Venture v Nuon: High Court rules JOAs are not “in substantially the form” of agreed JOA

United Kingdom

On 10 February 2010, the High Court handed down its decision in Venture North Sea Gas Limited (Venture) v Nuon Exploration & Production UK Limited (Nuon) which makes interesting findings in relation to whether an executed agreement, such as a joint operating agreement (JOA), is considered to be “in substantially the form” of a draft agreement for the purposes of fulfilling a condition precedent to completion in a sale and purchase agreement.

The case, which concerned an application by Venture for specific performance of Nuon’s obligations under a sale and purchase agreement entered into between the parties in June 2009 (SPA), considered two main questions. Firstly, did Venture need to obtain Nuon’s agreement to the executed JOAs in question in order for them to be considered completion documents? Secondly, were the executed JOAs in substantially the form of the draft JOA appended to the SPA?

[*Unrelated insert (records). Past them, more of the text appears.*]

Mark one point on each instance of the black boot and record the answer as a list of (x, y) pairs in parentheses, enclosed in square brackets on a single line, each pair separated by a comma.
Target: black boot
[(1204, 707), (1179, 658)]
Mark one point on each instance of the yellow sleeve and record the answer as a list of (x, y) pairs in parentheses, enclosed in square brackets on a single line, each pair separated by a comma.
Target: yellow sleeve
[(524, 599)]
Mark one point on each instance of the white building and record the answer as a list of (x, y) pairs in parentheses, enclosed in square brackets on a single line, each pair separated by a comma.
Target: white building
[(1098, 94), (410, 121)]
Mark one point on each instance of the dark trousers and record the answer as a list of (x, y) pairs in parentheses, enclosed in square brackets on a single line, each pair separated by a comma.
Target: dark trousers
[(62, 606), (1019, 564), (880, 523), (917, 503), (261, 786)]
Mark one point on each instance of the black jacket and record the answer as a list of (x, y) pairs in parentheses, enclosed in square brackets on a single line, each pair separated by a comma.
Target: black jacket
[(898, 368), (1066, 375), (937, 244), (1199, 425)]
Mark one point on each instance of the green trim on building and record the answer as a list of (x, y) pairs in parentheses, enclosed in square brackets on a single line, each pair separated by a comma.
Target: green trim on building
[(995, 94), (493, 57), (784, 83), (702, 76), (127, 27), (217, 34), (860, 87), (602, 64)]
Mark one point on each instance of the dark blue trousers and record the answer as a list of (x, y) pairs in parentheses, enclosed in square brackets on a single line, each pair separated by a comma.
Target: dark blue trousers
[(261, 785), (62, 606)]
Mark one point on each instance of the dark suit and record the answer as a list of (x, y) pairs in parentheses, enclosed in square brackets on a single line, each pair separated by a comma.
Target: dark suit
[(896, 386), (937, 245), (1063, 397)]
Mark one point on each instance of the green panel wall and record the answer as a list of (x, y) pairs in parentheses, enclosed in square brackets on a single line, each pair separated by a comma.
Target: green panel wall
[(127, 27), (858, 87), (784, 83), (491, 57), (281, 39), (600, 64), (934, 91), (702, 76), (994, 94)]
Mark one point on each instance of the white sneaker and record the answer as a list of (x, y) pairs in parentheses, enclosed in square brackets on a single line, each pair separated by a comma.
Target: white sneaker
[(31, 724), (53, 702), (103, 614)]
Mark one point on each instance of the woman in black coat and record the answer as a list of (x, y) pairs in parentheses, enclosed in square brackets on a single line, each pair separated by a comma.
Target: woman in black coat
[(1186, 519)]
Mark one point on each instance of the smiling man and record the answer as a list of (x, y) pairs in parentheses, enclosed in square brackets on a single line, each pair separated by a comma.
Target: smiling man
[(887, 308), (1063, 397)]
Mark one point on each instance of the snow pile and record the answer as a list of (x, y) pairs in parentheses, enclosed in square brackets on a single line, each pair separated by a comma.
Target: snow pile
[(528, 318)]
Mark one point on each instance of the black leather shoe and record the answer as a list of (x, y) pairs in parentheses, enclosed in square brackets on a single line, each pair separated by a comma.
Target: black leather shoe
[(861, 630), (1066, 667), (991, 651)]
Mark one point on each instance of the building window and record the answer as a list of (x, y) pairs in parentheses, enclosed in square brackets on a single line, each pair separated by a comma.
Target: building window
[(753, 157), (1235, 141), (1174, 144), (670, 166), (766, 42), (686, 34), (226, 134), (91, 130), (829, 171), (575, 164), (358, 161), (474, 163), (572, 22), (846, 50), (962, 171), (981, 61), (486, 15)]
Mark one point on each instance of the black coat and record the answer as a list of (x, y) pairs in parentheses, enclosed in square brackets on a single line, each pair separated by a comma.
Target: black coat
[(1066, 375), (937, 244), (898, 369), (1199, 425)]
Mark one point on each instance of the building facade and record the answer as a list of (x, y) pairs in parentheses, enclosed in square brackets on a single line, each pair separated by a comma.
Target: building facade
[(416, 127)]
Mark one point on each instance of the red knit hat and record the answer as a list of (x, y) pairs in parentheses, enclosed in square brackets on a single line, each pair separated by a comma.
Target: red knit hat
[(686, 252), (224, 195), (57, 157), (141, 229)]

Despite Venture succeeding on the first question, to which the Court answered “no”, the Court held that this success was merely “academic” compared to the more important second question on which its case ultimately fell down. In deciding that Venture failed to fulfil the condition precedent requiring it to execute JOAs in substantially the form of the draft JOA, the Court found the defendant, Nuon, to be justified in refusing to complete its purchase of certain of Venture’s interests in two producing gas fields and a number of exploration blocks in the North Sea.


The SPA involved the proposed purchase by Nuon of half of Venture’s 60% interest in two licences. Appended to the SPA was a draft JOA in the United Kingdom Offshore Operator’s Association (UKOOA) standard form. The SPA made it a condition precedent to completion that the other two licensees execute JOAs “in substantially the form” of the draft JOA.

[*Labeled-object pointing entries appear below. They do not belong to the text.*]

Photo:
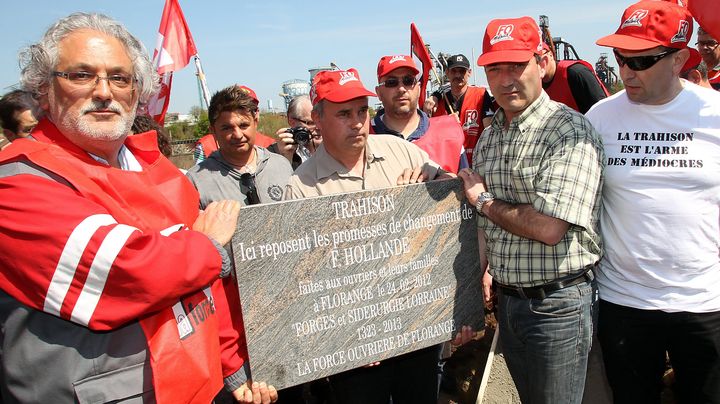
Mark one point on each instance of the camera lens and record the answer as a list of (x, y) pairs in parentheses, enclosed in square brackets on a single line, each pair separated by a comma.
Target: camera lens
[(301, 135)]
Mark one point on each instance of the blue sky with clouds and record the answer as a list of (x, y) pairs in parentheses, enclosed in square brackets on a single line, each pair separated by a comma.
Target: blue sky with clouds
[(263, 43)]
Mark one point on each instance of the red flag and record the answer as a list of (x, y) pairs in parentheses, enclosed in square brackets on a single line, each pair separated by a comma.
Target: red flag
[(173, 51), (705, 12), (418, 49)]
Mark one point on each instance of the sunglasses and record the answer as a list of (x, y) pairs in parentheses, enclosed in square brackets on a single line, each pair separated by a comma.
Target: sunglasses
[(392, 82), (248, 181), (638, 63)]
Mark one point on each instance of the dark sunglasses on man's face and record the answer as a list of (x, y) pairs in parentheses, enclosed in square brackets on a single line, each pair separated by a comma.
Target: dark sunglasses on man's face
[(248, 181), (638, 63), (392, 82)]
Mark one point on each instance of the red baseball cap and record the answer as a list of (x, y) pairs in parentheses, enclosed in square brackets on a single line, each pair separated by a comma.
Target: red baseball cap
[(648, 24), (338, 86), (250, 92), (390, 63), (510, 40)]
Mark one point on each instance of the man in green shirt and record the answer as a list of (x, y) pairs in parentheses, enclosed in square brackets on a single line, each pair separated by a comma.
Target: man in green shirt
[(535, 182)]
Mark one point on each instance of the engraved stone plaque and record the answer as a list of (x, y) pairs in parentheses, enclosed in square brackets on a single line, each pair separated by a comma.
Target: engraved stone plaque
[(333, 283)]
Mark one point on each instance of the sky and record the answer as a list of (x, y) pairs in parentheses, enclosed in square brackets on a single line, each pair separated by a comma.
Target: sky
[(261, 44)]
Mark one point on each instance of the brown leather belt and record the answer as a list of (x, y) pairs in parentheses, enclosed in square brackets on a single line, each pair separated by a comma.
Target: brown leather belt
[(540, 292)]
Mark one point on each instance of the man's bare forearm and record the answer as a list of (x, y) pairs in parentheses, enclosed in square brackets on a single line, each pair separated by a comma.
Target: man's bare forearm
[(524, 221)]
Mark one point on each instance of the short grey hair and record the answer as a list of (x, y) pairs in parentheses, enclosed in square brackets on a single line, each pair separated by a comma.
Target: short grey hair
[(38, 61), (294, 105)]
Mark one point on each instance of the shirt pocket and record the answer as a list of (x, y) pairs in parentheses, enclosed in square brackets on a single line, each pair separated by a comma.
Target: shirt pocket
[(132, 384), (523, 183)]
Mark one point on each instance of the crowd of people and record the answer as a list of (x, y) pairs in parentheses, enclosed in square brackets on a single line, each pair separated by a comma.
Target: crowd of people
[(598, 215)]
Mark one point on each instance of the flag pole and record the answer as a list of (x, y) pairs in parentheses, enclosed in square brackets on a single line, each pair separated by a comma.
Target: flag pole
[(203, 83), (437, 77)]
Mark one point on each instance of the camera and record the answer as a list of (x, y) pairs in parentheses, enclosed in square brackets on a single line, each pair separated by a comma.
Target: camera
[(301, 135)]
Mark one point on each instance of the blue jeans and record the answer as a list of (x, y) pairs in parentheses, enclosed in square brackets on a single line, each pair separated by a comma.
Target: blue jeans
[(546, 342)]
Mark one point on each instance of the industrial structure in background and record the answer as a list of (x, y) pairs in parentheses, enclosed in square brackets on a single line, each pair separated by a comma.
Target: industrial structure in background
[(297, 87), (565, 51), (605, 72)]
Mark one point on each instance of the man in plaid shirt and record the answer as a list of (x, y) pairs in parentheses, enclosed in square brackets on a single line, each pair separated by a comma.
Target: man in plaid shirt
[(535, 182)]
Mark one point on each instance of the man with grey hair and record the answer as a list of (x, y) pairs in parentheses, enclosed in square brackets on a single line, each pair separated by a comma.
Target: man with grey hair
[(302, 128), (115, 295)]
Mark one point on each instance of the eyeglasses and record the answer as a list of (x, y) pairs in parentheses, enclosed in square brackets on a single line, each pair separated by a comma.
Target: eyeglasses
[(392, 82), (87, 79), (708, 44), (638, 63), (304, 122), (248, 181)]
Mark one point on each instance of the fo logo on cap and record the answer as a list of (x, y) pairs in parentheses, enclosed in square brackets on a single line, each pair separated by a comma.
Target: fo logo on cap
[(681, 36), (346, 77), (503, 34), (635, 19)]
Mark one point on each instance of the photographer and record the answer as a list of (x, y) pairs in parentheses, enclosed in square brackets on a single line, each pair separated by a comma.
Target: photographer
[(298, 142)]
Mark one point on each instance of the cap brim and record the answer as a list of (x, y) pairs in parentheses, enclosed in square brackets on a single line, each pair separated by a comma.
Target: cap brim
[(417, 71), (505, 56), (626, 42), (347, 95)]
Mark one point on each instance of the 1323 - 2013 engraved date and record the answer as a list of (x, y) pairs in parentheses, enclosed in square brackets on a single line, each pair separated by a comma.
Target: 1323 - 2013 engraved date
[(403, 285), (371, 330)]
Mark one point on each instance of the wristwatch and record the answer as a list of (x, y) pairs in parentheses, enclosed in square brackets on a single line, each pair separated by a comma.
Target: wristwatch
[(482, 198)]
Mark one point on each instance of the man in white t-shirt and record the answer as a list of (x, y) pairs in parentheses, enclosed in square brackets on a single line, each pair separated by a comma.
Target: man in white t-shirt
[(660, 277)]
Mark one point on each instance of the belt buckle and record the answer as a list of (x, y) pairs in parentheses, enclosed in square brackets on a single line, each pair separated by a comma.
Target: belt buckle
[(540, 293)]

Venture argued that, in executing the JOAs with the other two licensees concerned before the SPA’s back stop date in December 2009, it had fulfilled its condition precedent and that completion could therefore take place.

Nuon disagreed, arguing that it was justified in not completing the purchase because it considered that 1) Venture should have obtained its prior agreement in order for the JOAs to constitute completion documents; and 2) the JOAs which Venture executed with the third party licensees were not in substantially the form of the draft JOA agreed in the SPA.

The key points of the High Court’s decision

  • It was not a requirement that the executed JOAs constitute completion documents. The Court ultimately came to this decision due to a term of the SPA stating that Nuon’s agreement to the JOAs could not be unreasonably withheld, particularly if they were in substantially the form of the draft JOA.
  • Upon applying an objective test based on the commercial substance of the draft and executed JOAs rather than their form, the Court found the executed JOAs not to be in substantially the form of the draft JOA. The Court’s main consideration in applying this test was the cumulative effect of the differences between the draft and executed JOAs. Having regard to the executed JOAs as a whole, certain fundamental differences were found to result in an overall “material” change to the draft JOA, and this, the Court decided, was why it was not in substantially the form of the draft JOA.
  • The fundamental differences that the Court felt “went to the heart of the JOA and its operations” were twofold. Firstly, in the draft JOA the default position was that the Operator was authorised to represent the Participants – to restrict the Operator’s authority would require a sixty-five per cent majority to vote in favour of any such restriction. By contrast, under the executed JOAs the Operator could not represent the Participants unless authorised by a sixty-five per cent majority to do so. The Court considered this difference to be a material change in the parties’ contractual rights and obligations and also the commercial realities of the JOA. Secondly, the executed JOAs contained new clauses not found in the draft JOA, which required unanimity for the issue and/or approval of an Authorisation for Expenditure in certain circumstances. The Court stated that these new provisions impacted on the financial relationship between the parties which, it agreed with Nuon, was a “key area” of the JOA.
  • Despite the large size of the transaction covered by the SPA and the fact that many of the provisions of the executed JOAs gave no rise to dispute, the Court felt compelled to decide that Venture’s claim as a whole must fail due to the lack of a severability clause in the SPA (which may have ordinarily allowed the Court to order Nuon to complete the purchase of the assets that were not governed by the JOAs in question in this case).


This case highlights for the seller of an interest in a licence the importance of:

  • obtaining the buyer’s permission before entering into a JOA with a third party prior to the completion of the sale of an asset which contains any potentially commercially important terms that materially differ from those contained in any agreed form of JOA in the SPA; and
  • including a severability clause in the SPA so as to avoid the completion of the sale of an entire package of assets falling through due to the seller’s failure to fulfil a condition precedent in relation to any one of those assets.